Dentists’ offices always remind patients of the pain and cries from drilling. Dental phobia is one of the major blocks to not visiting a dentist’s office and escaping treatment and letting things go bad.

If you want to determine if you have dental anxiety, then just ask yourself these questions:

1. Are you afraid of your dentist?

2. Are you scared of going to the dental clinic?

3. Do you avoid going to the dentist?

4. Do you always try to cancel or postpone your dental appointments?

5. Do anxiety and dread rest alongside your calendar next to the words “dental appointment”?

If yes. you are a part of more than 50 per cent of patients who suffer from some form of dental anxiety, i.e. mild, moderate or severe. And nearly 30 per cent of those who suffer from moderate or severe anxiety tend to avoid dental check-ups until an emergency arises.

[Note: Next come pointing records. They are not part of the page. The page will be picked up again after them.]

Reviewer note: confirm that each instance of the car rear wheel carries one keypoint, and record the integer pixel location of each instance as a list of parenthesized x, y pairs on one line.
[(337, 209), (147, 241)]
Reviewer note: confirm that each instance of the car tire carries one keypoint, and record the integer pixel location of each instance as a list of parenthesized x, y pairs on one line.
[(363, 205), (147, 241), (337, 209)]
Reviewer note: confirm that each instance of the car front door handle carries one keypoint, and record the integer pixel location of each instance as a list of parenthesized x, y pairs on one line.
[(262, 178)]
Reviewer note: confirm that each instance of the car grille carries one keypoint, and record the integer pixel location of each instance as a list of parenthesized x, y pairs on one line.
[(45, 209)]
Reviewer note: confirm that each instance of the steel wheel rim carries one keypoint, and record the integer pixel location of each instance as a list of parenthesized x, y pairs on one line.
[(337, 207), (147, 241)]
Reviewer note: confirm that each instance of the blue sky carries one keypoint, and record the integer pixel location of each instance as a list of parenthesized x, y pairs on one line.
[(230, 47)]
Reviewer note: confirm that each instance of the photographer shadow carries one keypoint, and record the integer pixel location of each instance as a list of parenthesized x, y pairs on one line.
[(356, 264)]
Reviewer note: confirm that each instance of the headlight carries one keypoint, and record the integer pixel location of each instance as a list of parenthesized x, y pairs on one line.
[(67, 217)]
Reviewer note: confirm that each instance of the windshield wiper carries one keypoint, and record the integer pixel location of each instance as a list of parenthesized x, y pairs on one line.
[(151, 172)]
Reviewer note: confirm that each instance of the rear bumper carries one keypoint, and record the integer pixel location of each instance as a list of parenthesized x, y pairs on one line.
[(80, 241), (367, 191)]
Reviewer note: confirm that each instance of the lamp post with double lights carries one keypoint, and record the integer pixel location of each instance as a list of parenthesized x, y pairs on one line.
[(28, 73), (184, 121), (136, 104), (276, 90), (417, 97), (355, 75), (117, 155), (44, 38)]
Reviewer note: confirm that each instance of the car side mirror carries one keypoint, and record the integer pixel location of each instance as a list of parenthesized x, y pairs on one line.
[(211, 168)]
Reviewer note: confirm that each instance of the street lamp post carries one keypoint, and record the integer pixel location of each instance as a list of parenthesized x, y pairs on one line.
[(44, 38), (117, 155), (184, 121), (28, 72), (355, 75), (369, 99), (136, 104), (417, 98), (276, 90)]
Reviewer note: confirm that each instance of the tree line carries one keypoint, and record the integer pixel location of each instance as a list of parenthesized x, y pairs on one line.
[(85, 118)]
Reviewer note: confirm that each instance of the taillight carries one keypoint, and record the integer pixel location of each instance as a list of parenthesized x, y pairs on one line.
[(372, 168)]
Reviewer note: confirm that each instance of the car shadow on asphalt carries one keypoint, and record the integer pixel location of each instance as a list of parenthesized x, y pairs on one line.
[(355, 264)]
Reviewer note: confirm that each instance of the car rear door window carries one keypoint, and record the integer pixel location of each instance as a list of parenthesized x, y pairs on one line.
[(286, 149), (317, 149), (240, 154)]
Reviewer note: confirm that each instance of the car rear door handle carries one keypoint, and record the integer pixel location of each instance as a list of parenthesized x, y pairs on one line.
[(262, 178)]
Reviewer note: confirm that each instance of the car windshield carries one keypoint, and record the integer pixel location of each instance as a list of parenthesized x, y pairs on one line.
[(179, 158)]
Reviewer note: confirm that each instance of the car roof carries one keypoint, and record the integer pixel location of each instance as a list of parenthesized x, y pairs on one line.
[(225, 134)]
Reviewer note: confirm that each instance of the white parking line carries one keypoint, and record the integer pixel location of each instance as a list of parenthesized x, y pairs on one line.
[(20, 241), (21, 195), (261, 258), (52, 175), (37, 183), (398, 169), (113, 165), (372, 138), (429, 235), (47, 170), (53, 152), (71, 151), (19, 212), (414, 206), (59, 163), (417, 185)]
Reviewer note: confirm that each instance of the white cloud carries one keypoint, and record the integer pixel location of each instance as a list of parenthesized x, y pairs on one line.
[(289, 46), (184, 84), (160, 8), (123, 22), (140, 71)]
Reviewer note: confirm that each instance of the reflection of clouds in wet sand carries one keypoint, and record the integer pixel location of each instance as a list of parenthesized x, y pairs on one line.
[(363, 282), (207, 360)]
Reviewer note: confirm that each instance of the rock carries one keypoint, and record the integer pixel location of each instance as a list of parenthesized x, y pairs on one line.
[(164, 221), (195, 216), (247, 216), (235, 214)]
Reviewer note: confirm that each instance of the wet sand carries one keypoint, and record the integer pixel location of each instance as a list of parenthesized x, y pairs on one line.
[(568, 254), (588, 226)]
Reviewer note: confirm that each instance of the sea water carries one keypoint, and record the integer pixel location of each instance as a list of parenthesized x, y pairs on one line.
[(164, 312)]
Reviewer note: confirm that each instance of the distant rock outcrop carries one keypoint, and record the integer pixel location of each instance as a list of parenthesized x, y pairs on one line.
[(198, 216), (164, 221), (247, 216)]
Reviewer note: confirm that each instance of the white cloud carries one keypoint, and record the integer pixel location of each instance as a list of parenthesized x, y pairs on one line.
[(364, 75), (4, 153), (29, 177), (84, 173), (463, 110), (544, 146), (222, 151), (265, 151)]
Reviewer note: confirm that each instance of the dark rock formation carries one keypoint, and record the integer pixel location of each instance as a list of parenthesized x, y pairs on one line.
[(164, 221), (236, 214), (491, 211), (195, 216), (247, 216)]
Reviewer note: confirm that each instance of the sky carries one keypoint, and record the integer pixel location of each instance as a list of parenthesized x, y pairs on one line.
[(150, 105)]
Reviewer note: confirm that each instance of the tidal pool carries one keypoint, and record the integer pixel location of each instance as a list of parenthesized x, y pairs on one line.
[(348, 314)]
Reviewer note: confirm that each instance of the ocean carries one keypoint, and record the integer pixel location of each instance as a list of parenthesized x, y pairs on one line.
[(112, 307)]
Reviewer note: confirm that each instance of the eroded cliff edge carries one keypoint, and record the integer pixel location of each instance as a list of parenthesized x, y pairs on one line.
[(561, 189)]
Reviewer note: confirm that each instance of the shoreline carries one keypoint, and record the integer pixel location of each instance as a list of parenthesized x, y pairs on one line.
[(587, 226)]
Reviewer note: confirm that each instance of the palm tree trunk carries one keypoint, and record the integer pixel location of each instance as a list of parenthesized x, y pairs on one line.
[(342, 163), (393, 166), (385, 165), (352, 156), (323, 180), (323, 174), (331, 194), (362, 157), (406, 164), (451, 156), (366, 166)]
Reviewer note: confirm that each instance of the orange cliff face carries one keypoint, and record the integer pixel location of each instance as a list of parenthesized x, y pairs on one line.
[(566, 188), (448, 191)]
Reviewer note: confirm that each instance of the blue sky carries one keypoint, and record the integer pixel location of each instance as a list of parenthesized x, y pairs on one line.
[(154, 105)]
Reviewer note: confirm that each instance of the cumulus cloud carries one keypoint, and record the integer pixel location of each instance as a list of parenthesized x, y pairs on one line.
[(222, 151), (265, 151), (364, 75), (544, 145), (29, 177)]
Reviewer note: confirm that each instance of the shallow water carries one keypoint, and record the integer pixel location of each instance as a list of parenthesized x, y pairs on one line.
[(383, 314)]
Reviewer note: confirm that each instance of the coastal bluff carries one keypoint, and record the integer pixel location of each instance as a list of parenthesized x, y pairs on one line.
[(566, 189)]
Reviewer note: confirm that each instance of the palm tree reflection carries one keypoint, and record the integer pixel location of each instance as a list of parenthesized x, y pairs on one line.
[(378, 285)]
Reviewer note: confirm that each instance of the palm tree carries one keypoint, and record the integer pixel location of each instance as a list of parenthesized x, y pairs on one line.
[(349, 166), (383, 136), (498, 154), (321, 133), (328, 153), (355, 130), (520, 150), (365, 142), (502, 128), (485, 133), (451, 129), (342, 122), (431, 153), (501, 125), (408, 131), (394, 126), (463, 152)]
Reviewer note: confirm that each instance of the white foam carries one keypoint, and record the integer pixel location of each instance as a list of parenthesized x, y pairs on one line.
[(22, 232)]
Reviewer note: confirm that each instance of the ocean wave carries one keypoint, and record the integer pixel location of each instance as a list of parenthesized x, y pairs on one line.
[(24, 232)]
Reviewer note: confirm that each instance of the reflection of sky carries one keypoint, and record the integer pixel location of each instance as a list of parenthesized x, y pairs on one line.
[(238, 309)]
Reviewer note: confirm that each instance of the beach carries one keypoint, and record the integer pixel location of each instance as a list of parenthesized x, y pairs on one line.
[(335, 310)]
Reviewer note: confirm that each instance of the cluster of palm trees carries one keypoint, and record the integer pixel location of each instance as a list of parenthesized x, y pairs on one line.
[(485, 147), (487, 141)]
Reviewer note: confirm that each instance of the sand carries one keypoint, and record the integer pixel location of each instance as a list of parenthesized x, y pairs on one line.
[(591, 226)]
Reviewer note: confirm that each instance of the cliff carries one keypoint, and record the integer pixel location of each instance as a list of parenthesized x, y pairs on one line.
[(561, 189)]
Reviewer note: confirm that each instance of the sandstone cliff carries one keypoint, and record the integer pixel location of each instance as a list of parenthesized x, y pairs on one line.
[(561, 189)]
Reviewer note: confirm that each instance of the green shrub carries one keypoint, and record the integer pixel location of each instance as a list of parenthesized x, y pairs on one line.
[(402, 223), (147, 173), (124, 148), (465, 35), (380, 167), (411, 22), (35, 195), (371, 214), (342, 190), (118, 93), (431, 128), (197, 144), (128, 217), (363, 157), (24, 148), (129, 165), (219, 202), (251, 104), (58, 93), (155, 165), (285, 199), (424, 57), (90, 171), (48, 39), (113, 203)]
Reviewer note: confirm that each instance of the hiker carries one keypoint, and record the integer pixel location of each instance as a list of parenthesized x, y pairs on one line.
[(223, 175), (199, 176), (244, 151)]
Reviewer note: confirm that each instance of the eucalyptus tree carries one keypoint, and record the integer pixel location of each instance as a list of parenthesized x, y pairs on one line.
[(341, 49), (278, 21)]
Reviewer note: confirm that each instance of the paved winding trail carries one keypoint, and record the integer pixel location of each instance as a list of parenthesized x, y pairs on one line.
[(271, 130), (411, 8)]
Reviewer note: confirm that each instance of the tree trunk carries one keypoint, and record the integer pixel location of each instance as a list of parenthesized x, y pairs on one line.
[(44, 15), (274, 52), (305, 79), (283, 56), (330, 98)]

Dental anxiety or dental fear is the fear of receiving dental treatment. It is associated with past experiences of stress or pain during a dental treatment, especially during childhood, or stories from parents, older siblings or friends. People tend to be scared of the dental clinic. Dental anxiety usually results in a vicious circle, where dentally anxious people avoid treatment due to dental fear/phobia until an emergency occurs, resulting in invasive treatments, which may be troublesome or stressful, thus reinforcing their dental fear, as well as being more costly.

Emotionally, the anxious person has symptoms of fear, panic, anticipation of something bad or dreadful, etc. Also dentally anxious patients have reported symptoms of palpitations, restlessness, headache, nausea, fatigue, stomach ache, nightmares, sweating etc.

With all this said, the adage ‘prevention is better than cure’ also applies to oral health. It’s good to keep good oral hygiene and to go for regular dental check-ups, rather than ending up in a severe stage of a dental disease.

COPING WITH DENTAL ANXIETY

Confidence in your dentist: Most dental phobias have their roots in previous experiences with in-expert dentists. To overcome your anxiety, you should select a good dentist. A good dentist has these qualities:

1. Is very competent.

2. Is tolerant and understands the patient’s mental condition.

3. Attempts to make each appointment as pain-free as possible.

4. Honestly cares about you and is concerned about your health.

5. Understands your phobia and treats you accordingly.

Understanding the procedure: If you understand the mechanics of the procedure that will be done on you, you will be able to visualize what will happen after the said operation. You can use that visualization to help yourself focus on the positive aspect of the operation and not the pain. This is what you call psychological conditioning.

Have a great week,readers; dental health is key.